Jose Refojo, Trinity Centre for High Performance Computing, Trinity College Dublin
In the past few years, the field of high performance computing has seen a huge uptake in the use of specialized hardware that is able to outperform standard CPUs. Initially this process was centred on the use of specialized accelerator cards, such as the CSX series of cards from Clearspeed, but in general this approach was not overly successful. The market seemed to be wary of investing heavily in untested hardware from relatively small and unknown companies.
At the same time, the main video card manufacturers started experimenting with using their tried and tested technology as a platform for delivering computational power. The decision to use commodity hardware from graphics processing units (GPU) meant that, while there would be a learning curve for programmers to fully utilize the cards, there was no barrier to entry for initial testing as programmers could just use the GPU already installed in their computer. Once satisfied that they were seeing improved performance, they could then be happy to invest in dedicated acceleration hardware. This approach has proven to be very successful with many of the worlds largest supercomputers now a hybrid of standard servers with GPU accelerators attached to the nodes.
Initially the process of programming graphics cards to carry out numerical tasks was complex, often taking a year for a competent programmer to generate useful code and performance figures. Coding involved transforming the numerical task into a graphics problem of shading vertices, then using the features of the card to carry out the shading and finally transforming the results back into the original problem. With the introduction of new general purpose GPU libraries and toolkits such as CUDA (Nvidia), Firestream (ATI) and the new cross platform OpenCL (both Nvidia and ATI) the process has been greatly simplified to the point where experienced C programmers can become expert GPGPU coders in a matter of a few weeks.
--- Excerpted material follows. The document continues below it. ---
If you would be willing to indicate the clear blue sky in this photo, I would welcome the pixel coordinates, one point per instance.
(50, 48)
Since 2007 TCHPC has been experimenting with GPGPU technology, initially using commodity graphics cards in dedicated workstations. In 2009 a pair of Tesla devices were added to nodes in the Lonsdale cluster and a CUDA club was set up as a self-help, peer learning group focussed on taking advantage of the features of the Teslas. A formal CUDA training course has now been developed, aimed at computational researchers, allowing them to modify their code to run on GPGPUs. This course is open to programmers and researchers in all Irish higher education institutions and is run several times per year.